At first, Maeve is thrilled to have found Andrea again. The two of them spend a lot of time catching up, with Andrea inviting Maeve to stay at her mansion nestled in the Catskills. There, Maeve meets Rob, her cousin’s husband, as well as a couple of their wealthy friends. But then, things suddenly take a turn for the eerie and weird. Maeve discovers a darker side to NewLife, and is horrified when Andrea approaches her with a weighty request—one that she could never agree to, even knowing how much it would upset her cousin.
Just Like Mother is a horror, mystery, and thriller, all rolled into one. Most of the time it’s more disturbing than scary, which is something to keep in mind if you are sensitive to topics such as nonconsensual sex, child abuse, child death, miscarriage, abortion, graphic sex and violence, and whole host of other issues. That said, I didn’t feel as though any of it was done gratuitously or needlessly; they all had their place in the plot, but it’s definitely something to keep in mind.
The things I liked about this book include the story, which was fast-paced and intriguing even if it bordered on absurdity in some places. The background with the Mother Collective was one of the highlights for me, and the trauma that Maeve was subjected to makes her behavior as an adult convincing and believable. But once our protagonist gets involved with Andrea and NewLife, that’s when the plot gets really wild. And yes, there were even some moments that plain don’t make sense. Nevertheless, the suspense was almost unbearable at times, and admittedly the crazier the story got, the more I just wanted to keep reading.
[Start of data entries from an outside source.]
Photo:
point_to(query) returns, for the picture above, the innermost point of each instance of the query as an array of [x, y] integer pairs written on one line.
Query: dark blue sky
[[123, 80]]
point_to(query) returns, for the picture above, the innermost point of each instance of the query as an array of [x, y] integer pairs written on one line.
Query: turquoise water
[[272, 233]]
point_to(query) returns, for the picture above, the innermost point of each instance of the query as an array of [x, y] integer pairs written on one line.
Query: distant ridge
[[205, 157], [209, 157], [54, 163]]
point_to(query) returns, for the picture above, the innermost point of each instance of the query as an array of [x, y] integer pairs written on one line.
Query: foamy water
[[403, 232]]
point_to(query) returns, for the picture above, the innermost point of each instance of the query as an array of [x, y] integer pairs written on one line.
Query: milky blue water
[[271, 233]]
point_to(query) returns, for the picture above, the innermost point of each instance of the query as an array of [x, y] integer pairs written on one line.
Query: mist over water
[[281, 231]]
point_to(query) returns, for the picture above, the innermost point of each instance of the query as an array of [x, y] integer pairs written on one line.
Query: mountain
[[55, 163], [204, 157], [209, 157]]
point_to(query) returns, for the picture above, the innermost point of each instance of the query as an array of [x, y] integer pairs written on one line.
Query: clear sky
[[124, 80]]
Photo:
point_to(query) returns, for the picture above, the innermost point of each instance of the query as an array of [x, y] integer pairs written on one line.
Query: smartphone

As for negatives, I wish we’d gotten more on the background of the AI dolls, and at the same time I also don’t—dolls creep me the hell out! Every time I see the book cover, I can’t help but shudder. Still, the dolls were a big part of the mystery, but ultimately they probably weren’t as integrated as they could have or should have been. There were also moments where I thought the author was a bit heavy-handed with the messaging around motherhood, and the ending was also a bit farfetched and rushed, but to be clear, I did like how the book wrapped up overall.
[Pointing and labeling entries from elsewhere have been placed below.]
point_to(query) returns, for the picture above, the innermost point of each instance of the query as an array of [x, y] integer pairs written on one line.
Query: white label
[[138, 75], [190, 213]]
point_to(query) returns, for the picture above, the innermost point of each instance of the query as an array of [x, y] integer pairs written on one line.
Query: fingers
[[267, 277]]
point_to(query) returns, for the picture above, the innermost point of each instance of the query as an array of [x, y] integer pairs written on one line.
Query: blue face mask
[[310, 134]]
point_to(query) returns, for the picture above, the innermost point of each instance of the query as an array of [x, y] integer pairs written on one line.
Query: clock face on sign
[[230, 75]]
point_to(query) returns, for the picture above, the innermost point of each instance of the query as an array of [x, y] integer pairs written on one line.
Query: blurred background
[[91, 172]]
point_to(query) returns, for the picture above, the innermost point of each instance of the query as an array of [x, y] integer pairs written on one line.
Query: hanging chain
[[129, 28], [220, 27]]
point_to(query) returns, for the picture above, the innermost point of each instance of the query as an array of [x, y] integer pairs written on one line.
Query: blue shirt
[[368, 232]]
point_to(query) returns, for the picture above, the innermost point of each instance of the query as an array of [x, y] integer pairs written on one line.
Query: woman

At the end of the day, I enjoyed Just Like Mother, flaws and all—though the flaws might not even be considered flaws at all, depending on the individual reader. It’s definitely not a book for everyone, though if you have a strong constitution and are willing to suspense your disbelief, it could work. I highly recommend this for fans of suspenseful dark stories with a cult thriller bent, and would definitely be interested in any future projects by Anne Heltzel.